An NSSA is a bit like a stub as far as the internal OSPF topology is concerned, but it is allowed to connect to the outside world. In other words, it is allowed to have an ASBR border router. Imagine you had a branch office that had an external link, say, to the Internet. You could run that as an NSSA, but not as a stub.

Kevin Dorrell

Luxembourg

bvsnarayana03
Level 5
Level 5

Most popular implementations of Stub are spoke routers in Hub & Spoke topology. because the spoke has only 1 way to reach the outside world & thats through Hub. The spoke may be having LSDB for areas but no clue of reaching routes from extenal processes.So, it will have a default route to the ABR (hub in this case). The ABR will then route pkt. this is called a stub area where the routers in an area have a default route to ABR for reaching external routes.

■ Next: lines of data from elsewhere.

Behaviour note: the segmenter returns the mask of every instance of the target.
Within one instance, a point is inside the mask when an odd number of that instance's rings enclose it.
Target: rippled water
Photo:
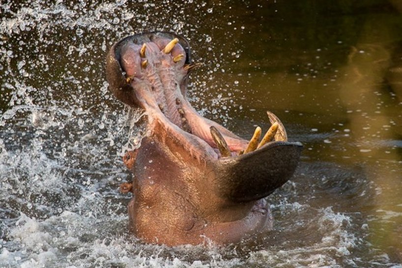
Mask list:
[[[402,267],[399,1],[16,2],[0,7],[0,267]],[[205,116],[249,138],[269,109],[304,144],[268,198],[273,231],[225,247],[128,233],[135,133],[104,63],[153,30],[203,63],[190,96]]]

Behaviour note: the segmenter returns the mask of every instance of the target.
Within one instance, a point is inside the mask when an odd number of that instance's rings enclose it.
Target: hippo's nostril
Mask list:
[[[183,54],[179,54],[173,58],[173,62],[177,62],[177,61],[180,61],[184,57],[184,55]]]

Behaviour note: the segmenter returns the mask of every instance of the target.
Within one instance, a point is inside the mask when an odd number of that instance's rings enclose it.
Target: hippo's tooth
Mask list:
[[[146,68],[146,66],[147,65],[148,65],[148,60],[144,60],[144,61],[141,62],[141,67],[142,67],[144,69]]]
[[[266,113],[271,124],[273,124],[275,122],[277,122],[279,125],[278,131],[275,134],[275,141],[287,141],[287,134],[286,134],[286,130],[279,119],[269,111],[267,111]]]
[[[214,126],[211,126],[209,128],[209,130],[211,131],[211,135],[212,136],[212,138],[214,139],[214,141],[216,144],[216,146],[218,147],[218,149],[221,152],[222,157],[231,156],[230,151],[229,150],[229,147],[228,146],[228,144],[226,143],[226,141],[223,138],[221,132]]]
[[[257,149],[260,148],[263,145],[272,140],[276,134],[276,132],[278,131],[278,127],[279,126],[279,124],[278,123],[278,122],[275,122],[272,124],[272,125],[271,126],[271,127],[269,128],[269,129],[268,129],[268,131],[265,133],[264,137],[261,140],[261,142],[258,145]]]
[[[183,54],[179,54],[178,55],[176,56],[174,58],[173,58],[173,62],[177,62],[177,61],[180,61],[181,60],[181,59],[184,57],[184,55]]]
[[[141,47],[141,49],[140,50],[140,56],[141,58],[145,58],[145,49],[146,48],[146,45],[144,43],[143,46]]]
[[[248,152],[253,151],[257,149],[260,137],[261,137],[261,128],[258,126],[256,128],[256,130],[254,131],[254,135],[253,135],[251,139],[250,139],[247,148],[244,150],[244,153],[247,153]]]
[[[191,70],[192,69],[194,69],[196,67],[198,67],[199,66],[201,66],[202,63],[196,63],[195,64],[186,64],[184,65],[183,67],[185,71],[188,71],[189,70]]]
[[[176,45],[176,44],[178,43],[178,42],[179,39],[177,38],[173,39],[166,45],[166,46],[163,49],[162,52],[166,54],[169,54],[170,53],[170,52],[172,51],[172,50],[173,49],[173,48],[174,47],[174,46]]]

Now suppose within a stub area theres an internal router which is redistributing routes in to ospf, thereby causing external routes in the stub. This defeats the definition of a stub as described above. So this are is now called as Not-so-stuby-area (NSSA). These external routes are propagate within area as Type7, but injcted out of this area to other ABR's as type 5.

Thanks.your post is very usefull to understand about Stub and NSSA areas.Now i have one more doubt.How do i create a default route in OSPF spoke routers in Stub area. is it same like creating default route in normal routers.tell me Syntax for creating default route in OSPF spoke routers in stub area

Regards

Bava

First you create a default route & then redistribute it to ospf. Then under ospf process, add the command "default-information originate".

the command "default-information originate always ". Won't need a 0.0.0.0/0.0.0.0 in the routing table to propagate the default route.